2. open new tab with the same url (as above)
konqueror sets charasetrset to "ISO-8859-1"
Comment 8 RGBl 2009-12-16 23:41:30 UTC
I can reproduce the problem with link in comment #7: sometimes it loads OK, most of the time not, always a reload fix the rendering.
This also happens with the Spanish characters on my website. For example it shows "pingüinos" instead of "pingüinos", "Fotografía" instead of "Fotografía" and a lot of "Â" here and there. As with the Russian site, sometimes it loads OK, most of the time fails, a reload always fix it.
Konqueror 4.3.1 release 6 on openSUSE 11.2 64 bits. Encoding is set to "predefined"
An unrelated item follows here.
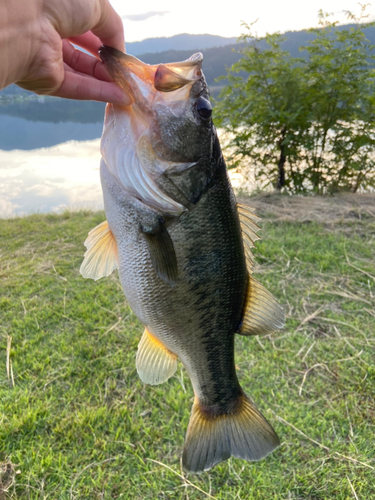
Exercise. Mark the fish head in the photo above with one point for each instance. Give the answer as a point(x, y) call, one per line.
point(170, 102)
No problem with rekonq nor firefox.
Comment 9 Andrey Cherepanov 2009-12-17 11:09:12 UTC
There is no problem with encoding in Konqueror 4.3.4. Please, check this version and I will close this bug.
Comment 10 Māris Nartišs 2010-01-29 14:15:17 UTC
(In reply to comment #9)
> There is no problem with encoding in Konqueror 4.3.4. Please, check this
> version and I will close this bug.

I'm still able to reproduce this issue with 4.3.5 (somebody with enough carma, please, reopen this bug). Problem is that second time Konqueror takes page from it's cache. Any page, which head element lacks META tag with encoding, gets default encoding instead of one provided by web server, as original page HTTP header is lost. 

Solution - Konqueror's cache mechanism should also cache HTTP header data not only page content.